YUSU bosses were left red-faced after their electoral reforms were blocked by a panel of students tasked with ensuring the elections are fair.
Plans to allow YUSU societies, sports clubs and volunteering groups to endorse candidates in this year’s elections were scrapped on Sunday.
An email sent out to all YUSU societies over three hours after online campaigning started, read: “We appreciate that this is an unusually late reversal of our position – endorsements were something we really wanted to have this year and it’s a shame that it won’t be possible.”
The regulations were going to apply only to those running for Full-Time Officer positions.
On January 26, societies were sent an email informing them that they could now officially endorse candidates, but it now appears this was premature as the new voting rules had not been run by the Policy Review Group.
This is a panel of students who serve a variety of functions in YUSU, including approving any changes to the YUSU election rules.
An emergency meeting was called on February 7 to discuss the issue and it was decided to reject the policy.

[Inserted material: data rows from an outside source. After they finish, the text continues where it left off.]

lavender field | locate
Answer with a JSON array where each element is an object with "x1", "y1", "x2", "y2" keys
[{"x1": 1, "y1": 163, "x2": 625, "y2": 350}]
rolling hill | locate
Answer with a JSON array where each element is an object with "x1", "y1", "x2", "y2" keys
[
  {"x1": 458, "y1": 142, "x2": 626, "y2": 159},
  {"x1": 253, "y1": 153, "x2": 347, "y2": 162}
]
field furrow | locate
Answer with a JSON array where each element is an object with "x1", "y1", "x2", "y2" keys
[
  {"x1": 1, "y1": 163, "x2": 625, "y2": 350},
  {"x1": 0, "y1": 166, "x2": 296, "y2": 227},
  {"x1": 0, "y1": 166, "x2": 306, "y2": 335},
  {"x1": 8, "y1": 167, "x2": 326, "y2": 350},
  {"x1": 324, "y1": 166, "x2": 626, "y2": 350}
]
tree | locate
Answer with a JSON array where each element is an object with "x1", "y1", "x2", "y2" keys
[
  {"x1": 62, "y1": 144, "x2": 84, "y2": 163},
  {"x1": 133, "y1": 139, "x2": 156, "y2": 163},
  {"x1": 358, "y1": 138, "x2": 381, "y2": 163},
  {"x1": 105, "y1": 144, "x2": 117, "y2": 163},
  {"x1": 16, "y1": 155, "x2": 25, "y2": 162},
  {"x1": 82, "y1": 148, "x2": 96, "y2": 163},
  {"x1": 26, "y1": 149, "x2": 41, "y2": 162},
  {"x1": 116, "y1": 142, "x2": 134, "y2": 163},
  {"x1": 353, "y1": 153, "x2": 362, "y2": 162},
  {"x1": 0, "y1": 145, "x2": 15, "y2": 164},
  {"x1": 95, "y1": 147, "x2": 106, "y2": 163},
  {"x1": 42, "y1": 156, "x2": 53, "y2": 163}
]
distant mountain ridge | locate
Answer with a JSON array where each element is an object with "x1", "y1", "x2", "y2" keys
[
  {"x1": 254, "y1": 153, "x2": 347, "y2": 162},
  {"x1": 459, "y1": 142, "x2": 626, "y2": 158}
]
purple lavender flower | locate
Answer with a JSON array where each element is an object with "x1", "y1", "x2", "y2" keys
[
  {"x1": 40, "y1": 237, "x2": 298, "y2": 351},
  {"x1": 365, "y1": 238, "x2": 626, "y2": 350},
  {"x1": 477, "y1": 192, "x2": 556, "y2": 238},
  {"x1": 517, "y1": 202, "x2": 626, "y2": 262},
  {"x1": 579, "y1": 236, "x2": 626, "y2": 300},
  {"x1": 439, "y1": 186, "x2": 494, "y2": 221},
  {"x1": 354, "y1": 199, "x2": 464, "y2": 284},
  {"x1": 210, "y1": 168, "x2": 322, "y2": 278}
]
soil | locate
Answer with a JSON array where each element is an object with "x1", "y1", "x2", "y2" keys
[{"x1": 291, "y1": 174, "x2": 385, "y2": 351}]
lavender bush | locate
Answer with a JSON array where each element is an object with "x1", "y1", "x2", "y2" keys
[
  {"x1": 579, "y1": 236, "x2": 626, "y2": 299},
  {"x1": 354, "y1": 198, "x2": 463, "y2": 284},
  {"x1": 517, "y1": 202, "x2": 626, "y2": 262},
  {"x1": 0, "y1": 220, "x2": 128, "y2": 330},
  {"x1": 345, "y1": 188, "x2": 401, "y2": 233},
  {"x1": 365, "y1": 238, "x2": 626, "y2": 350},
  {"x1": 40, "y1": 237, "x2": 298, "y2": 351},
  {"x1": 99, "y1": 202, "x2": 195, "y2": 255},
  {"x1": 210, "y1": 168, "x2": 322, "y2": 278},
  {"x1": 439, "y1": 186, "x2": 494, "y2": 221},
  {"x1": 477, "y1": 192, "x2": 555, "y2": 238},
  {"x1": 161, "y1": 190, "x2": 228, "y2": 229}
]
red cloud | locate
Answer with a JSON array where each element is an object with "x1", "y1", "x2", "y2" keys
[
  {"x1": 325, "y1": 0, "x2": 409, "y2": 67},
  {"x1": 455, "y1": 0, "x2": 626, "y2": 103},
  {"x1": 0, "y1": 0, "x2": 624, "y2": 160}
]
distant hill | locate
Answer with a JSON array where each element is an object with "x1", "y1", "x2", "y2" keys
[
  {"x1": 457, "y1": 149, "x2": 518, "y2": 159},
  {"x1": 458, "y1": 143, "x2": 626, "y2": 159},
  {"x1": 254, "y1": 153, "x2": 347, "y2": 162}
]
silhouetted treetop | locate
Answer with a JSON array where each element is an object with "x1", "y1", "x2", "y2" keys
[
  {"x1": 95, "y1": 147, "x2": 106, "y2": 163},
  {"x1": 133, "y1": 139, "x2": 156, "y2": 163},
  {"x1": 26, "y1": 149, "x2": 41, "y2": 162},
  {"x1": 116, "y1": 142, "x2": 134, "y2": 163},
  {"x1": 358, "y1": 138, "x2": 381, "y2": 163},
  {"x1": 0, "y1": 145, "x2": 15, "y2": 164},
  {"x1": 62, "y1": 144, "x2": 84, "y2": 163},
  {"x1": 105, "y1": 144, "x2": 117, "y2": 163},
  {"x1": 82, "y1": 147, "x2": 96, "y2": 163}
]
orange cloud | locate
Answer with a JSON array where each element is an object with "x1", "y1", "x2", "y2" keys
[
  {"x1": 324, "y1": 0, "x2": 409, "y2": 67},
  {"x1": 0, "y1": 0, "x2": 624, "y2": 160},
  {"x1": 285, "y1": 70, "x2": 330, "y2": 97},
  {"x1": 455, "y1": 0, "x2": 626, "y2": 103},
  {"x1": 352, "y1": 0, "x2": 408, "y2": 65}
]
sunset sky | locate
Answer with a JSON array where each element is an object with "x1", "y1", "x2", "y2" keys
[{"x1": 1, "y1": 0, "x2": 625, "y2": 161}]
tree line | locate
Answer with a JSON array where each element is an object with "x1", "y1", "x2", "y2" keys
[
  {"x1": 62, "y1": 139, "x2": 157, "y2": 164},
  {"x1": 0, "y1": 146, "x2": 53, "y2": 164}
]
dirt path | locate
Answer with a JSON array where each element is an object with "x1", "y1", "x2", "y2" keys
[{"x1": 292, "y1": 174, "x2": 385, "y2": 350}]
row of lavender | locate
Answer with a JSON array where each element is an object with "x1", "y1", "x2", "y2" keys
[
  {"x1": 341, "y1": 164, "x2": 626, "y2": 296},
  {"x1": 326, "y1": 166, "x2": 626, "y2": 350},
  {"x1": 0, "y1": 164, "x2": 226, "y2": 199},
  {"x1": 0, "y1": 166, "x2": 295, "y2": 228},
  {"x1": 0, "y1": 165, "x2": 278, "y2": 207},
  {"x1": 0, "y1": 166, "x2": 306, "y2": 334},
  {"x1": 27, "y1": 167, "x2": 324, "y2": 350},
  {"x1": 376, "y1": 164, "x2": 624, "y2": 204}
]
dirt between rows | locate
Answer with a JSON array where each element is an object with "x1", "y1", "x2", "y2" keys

A statement released by the panel in the wake of the decision said: “The hurried nature through which these controversial changes would have been passed, led us to the conclusion that a far more comprehensive consultation with the student body was needed before the PRG felt comfortable allowing society, sport and volunteering endorsements to occur.
“Whilst we have no reason to believe the bypassing of the PRG was deliberate, it is extremely worrying that the only body which is able to effectively scrutinise decisions made by YUSU was almost completely circumvented in this process.
“We have a duty to ensure that the election rules are open, fair and maximise participation. Due to the many concerns that were raised, and the tight schedule of the rapidly approaching elections, we felt it would have been irresponsible to approve them in such a rushed manner.
“We recommend that society endorsements are looked into further, and the wider student body is properly consulted.”
However a number of amendments were made during the emergency meeting where it was proposed that the policy change should be adopted in its reformed state for the 2017 elections.
Ben Lombardo, Chair of Octopush told York Vision: “While this doesn’t personally affect me, I can imagine some other people are disturbed by this last minute change.”
Grace Lievesley, Chair of York DramaSoc, said: “I personally didn’t agree with endorsing candidates anyway because I was uncomfortable for a committee to choose a candidate to endorse, when that committee comprises of under 10% of the society’s members.
Even though we have the same common interests through our society, we still have different views and opinions and I wouldn’t want to tell anyone who to vote for.
“As for YUSU changing this rule, I’m glad they’ve reconsidered it but don’t understand why it got rushed through and revoked so quickly.
“As a society chair I knew endorsement was something we could do but I had no idea about any rules surrounding it.
“While this doesn’t personally affect me, I can imagine some other people are disturbed by this last minute change. I’ve no idea why the change has been implemented and would like to know what has happened.”